A universidade não é uma universidade, com a missão de corrigir erros e procurar algum conhecimento válido para todos. A universidade é uma grande encenação --ou, melhor ainda, uma sessão coletiva de terapia onde ninguém está certo (ou errado) porque todos estão certos (ou errados).

O que o pensamento politicamente correto produz não é difícil de imaginar: a perpetuação do estigma de alunos proletários e a impossibilidade de eles aprenderem alguma coisa (na universidade) para ascenderem social e economicamente (na vida profissional).

Quando se sai da universidade exatamente como se entrou, é preciso perguntar que mecanismo de atraso explica o resultado. Ironia: o atraso é promovido por aqueles que imaginam lutar contra ele.

Depois de críticas severas da imprensa alemã, o guia da Universidade Livre de Berlim foi retirado para "reformulação". Mas ele deveria ensinar duas lições preciosas aos fanáticos do pensamento politicamente correto.

Para começar, ele ensina como é tirânico falar em nome de grupos inteiros. Porque não existem grupos inteiros. O proletariado não existe. Os negros não existem. Os gays, as mulheres, os anões não existem.

O que existe são indivíduos diversos, com histórias ou interesses diversos. Haverá proletários que não gostam de livros. Haverá proletários que não vivem sem eles.

E haverá burgueses, genuínos burgueses, para quem ler, escrever e pensar são formas medievais de tortura. Conheço vários.
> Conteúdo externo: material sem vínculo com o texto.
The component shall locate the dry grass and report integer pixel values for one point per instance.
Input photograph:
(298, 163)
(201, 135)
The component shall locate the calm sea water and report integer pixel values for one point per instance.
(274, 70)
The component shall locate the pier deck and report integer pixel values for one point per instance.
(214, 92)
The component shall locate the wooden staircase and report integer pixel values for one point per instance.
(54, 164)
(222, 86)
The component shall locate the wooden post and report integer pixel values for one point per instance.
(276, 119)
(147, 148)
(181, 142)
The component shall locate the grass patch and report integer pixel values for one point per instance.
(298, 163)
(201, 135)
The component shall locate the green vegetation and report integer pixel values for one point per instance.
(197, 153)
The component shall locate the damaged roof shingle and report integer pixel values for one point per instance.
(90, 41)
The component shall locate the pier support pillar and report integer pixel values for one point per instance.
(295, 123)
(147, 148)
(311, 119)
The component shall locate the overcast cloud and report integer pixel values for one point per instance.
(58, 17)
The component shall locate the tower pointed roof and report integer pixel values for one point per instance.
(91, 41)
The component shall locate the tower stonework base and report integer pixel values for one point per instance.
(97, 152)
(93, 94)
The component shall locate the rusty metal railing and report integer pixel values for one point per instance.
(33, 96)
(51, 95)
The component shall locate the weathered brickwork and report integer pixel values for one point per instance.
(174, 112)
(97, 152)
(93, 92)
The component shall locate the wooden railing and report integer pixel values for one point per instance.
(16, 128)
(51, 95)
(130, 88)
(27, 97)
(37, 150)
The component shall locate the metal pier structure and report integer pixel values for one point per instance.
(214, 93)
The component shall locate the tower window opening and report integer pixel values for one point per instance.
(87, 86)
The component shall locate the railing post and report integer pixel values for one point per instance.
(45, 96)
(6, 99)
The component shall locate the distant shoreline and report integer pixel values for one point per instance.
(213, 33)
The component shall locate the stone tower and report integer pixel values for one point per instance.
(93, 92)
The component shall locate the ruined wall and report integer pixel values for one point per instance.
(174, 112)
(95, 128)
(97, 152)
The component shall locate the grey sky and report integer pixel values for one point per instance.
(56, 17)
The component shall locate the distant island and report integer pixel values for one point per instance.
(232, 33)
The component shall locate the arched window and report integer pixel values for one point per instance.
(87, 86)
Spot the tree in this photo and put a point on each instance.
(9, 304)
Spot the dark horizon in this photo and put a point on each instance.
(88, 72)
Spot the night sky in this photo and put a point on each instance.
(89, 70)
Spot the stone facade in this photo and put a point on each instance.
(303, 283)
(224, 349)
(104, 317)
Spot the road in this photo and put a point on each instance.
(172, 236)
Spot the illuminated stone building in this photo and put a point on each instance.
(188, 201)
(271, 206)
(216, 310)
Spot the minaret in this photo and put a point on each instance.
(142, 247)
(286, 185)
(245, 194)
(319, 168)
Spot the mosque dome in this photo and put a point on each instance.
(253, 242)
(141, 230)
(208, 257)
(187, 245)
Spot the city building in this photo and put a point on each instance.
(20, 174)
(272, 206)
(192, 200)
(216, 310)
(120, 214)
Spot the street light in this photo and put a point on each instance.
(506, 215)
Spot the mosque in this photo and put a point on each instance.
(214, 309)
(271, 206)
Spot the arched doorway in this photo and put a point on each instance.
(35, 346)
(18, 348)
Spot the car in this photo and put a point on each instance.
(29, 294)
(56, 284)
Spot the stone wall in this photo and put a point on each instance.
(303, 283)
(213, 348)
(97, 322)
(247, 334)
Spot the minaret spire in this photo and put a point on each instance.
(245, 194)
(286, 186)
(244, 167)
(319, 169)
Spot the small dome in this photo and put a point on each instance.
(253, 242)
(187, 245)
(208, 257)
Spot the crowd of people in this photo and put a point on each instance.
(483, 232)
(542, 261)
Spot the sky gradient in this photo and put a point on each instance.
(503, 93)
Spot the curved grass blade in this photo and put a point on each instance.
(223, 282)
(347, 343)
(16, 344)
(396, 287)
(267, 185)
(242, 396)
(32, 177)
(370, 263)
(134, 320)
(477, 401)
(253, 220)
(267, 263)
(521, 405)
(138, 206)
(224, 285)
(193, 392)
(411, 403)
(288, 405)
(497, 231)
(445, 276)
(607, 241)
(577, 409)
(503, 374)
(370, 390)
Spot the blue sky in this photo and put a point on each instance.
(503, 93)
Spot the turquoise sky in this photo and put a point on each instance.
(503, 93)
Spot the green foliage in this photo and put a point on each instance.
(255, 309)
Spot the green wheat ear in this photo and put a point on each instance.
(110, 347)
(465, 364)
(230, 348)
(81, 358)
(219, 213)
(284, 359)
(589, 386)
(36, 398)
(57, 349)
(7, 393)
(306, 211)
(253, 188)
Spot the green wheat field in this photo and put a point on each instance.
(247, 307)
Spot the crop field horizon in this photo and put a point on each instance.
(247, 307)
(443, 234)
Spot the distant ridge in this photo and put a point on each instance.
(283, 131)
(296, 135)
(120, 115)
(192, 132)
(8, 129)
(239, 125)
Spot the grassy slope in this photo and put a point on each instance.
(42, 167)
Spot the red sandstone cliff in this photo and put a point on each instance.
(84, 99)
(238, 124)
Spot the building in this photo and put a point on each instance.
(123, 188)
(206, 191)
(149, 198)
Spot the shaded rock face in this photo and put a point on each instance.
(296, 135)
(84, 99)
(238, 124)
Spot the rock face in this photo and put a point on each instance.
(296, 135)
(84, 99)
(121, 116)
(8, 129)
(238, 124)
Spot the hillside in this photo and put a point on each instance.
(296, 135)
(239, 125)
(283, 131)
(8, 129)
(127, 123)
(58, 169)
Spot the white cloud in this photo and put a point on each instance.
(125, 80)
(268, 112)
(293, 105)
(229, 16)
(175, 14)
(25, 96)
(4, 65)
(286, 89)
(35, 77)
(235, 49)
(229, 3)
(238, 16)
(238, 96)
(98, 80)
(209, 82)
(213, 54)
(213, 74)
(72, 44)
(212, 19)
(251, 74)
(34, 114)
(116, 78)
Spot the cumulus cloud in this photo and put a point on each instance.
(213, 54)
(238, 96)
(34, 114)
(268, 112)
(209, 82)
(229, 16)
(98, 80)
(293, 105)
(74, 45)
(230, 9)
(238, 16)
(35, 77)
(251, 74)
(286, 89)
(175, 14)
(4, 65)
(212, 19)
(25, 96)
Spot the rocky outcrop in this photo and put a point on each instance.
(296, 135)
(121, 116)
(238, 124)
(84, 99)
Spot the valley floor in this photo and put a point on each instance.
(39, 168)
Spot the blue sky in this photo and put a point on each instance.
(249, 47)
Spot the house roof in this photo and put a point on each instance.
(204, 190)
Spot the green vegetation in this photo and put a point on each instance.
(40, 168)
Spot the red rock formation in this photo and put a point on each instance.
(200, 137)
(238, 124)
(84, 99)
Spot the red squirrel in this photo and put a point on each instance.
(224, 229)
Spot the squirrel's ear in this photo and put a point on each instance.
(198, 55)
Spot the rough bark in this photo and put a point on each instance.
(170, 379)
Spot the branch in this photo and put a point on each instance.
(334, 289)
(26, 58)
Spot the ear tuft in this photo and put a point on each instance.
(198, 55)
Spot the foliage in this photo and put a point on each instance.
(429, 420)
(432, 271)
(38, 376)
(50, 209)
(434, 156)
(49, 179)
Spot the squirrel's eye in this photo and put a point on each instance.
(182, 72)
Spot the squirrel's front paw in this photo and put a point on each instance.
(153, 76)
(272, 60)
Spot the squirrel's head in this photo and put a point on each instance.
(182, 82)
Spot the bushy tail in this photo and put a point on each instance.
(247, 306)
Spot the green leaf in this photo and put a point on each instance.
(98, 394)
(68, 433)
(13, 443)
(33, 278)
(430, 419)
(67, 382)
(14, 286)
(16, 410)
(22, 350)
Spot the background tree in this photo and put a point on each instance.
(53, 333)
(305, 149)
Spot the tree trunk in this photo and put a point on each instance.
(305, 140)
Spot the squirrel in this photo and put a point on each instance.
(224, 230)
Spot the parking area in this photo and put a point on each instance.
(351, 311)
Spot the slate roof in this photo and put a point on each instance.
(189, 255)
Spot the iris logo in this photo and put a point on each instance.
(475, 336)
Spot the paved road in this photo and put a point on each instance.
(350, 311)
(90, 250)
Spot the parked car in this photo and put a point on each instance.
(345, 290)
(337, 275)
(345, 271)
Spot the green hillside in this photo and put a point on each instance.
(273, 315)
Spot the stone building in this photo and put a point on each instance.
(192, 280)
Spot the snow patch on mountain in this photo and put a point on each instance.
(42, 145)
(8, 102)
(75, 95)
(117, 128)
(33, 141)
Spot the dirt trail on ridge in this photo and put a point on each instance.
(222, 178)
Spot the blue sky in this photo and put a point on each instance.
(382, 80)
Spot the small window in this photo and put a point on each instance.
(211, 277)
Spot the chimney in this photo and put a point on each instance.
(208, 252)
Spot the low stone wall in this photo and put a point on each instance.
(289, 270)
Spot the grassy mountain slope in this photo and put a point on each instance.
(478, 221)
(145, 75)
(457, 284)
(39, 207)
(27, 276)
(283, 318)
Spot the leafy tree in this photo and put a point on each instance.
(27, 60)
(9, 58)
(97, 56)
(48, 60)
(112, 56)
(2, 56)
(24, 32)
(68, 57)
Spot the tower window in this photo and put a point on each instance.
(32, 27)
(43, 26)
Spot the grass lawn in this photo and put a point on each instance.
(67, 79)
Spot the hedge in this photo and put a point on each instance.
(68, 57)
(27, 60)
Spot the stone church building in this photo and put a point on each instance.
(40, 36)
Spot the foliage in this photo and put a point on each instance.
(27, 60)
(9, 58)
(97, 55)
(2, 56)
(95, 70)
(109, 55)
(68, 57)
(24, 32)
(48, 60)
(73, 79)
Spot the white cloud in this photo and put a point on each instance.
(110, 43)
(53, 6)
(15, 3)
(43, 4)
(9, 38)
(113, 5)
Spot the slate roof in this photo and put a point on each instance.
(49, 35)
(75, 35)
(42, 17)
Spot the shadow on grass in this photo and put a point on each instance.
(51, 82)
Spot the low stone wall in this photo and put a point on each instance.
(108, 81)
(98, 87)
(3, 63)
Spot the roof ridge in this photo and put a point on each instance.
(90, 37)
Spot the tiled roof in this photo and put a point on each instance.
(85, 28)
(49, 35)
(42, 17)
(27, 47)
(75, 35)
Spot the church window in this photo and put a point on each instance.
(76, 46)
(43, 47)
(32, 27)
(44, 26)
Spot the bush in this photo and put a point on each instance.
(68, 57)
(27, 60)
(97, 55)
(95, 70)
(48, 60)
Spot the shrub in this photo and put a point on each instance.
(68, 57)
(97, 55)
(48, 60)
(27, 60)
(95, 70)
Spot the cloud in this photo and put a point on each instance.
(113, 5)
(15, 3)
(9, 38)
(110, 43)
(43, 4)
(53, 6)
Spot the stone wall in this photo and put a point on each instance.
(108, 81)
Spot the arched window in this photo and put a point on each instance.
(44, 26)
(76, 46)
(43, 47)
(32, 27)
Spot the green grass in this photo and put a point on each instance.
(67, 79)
A caricatura do "proletário" como um jumento apedeuta diz mais sobre as patrulhas politicamente corretas do que sobre o proletariado que elas julgam defender.

Por último, respeitar as pessoas não significa tratá-las como crianças. Ou como velhos dementes a quem sorrimos e aplaudimos sempre que eles tentam vestir as cuecas pela cabeça.

O conhecimento verdadeiro não tem cor, sexo ou classe. E, quando tem, então não é conhecimento verdadeiro.

Um guia decente para uma universidade decente só precisava de duas mensagens: "bem-vindo" e "mostra o que vales". Nada mais.

João Pereira Coutinho, português, é escritor e doutor em ciência política.
Publicado no jornal Folha de São Paulo.